Rep. Hicks said “The tax cut for farmers is one of the biggest items that we as legislators have done for farmers in years. It’s really good timing — especially for the struggles farmers are having with price increases with fuel cost and the supply issues because of the Biden administration’s lack of common sense. I am honored to sponsor this legislation; it will affect farmers for generations to come. I thank the Senate and House leadership for making this a priority this year.”
The legislation, which was approved by both the Senate and House of Representatives, eliminates the sales tax on items such as building materials, repair services, labor and other expenses used in agriculture production.

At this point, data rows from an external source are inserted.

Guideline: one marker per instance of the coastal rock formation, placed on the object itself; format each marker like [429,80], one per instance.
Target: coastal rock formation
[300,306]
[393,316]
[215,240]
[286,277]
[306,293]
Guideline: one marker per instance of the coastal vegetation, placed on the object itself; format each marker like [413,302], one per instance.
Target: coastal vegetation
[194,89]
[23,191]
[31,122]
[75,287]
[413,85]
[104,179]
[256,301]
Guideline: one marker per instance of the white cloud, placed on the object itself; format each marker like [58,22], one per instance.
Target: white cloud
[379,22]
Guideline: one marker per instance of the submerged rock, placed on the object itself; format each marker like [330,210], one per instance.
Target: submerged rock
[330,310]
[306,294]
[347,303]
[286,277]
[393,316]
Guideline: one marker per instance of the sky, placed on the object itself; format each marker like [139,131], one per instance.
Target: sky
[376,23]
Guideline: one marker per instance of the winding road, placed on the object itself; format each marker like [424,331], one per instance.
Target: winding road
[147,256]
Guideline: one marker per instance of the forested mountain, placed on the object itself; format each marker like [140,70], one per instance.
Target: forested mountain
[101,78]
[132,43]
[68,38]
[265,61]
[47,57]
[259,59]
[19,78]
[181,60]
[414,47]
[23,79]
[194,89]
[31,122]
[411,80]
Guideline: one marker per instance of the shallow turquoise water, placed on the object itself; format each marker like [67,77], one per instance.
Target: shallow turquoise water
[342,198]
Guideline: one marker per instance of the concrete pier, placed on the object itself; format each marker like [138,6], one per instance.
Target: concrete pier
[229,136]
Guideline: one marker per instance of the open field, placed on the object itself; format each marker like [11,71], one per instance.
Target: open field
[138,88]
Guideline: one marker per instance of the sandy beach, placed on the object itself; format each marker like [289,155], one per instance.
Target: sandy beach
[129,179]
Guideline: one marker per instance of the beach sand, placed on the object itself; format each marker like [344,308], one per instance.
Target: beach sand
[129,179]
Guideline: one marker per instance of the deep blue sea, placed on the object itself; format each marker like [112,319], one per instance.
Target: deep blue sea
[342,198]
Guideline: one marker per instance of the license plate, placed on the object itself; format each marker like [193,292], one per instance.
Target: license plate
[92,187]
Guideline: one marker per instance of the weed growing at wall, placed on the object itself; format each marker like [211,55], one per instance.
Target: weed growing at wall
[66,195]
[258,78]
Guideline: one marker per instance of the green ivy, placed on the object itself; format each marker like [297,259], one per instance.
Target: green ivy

The tax reduction totals $2.8 million, and mirrors tax reductions that manufacturers in Tennessee currently receive.
The legislation will take effect January 1, 2023. It does not apply to tax items including automobiles, household appliances, or fuel used in vehicles that travel on public highways in the state.
Other tax cuts and financial relief that were passed this year include:
– $80 million for a grocery sales tax holiday for August 2022 to provide relief for rising inflation and cost of food.
– $121.6 million to eliminate the state’s $29 license plate registration fee for one year — a financial relief that benefits only Tennesseans and not out-of-state residents who shop and do business in the state.
– $9 million to remove the annual $400 professional privilege tax on physicians to continue a multi-year commitment to eliminate the professional privilege tax. In 2019, lawmakers passed legislation eliminating the professional privilege tax for 15 licensed professions.
– $68 million to reduce sales tax on broadband supplies and incentivize companies to accelerate the deployment of needed broadband services to rural communities.
– $360,000 to eliminate a tax on gold bullion and silver.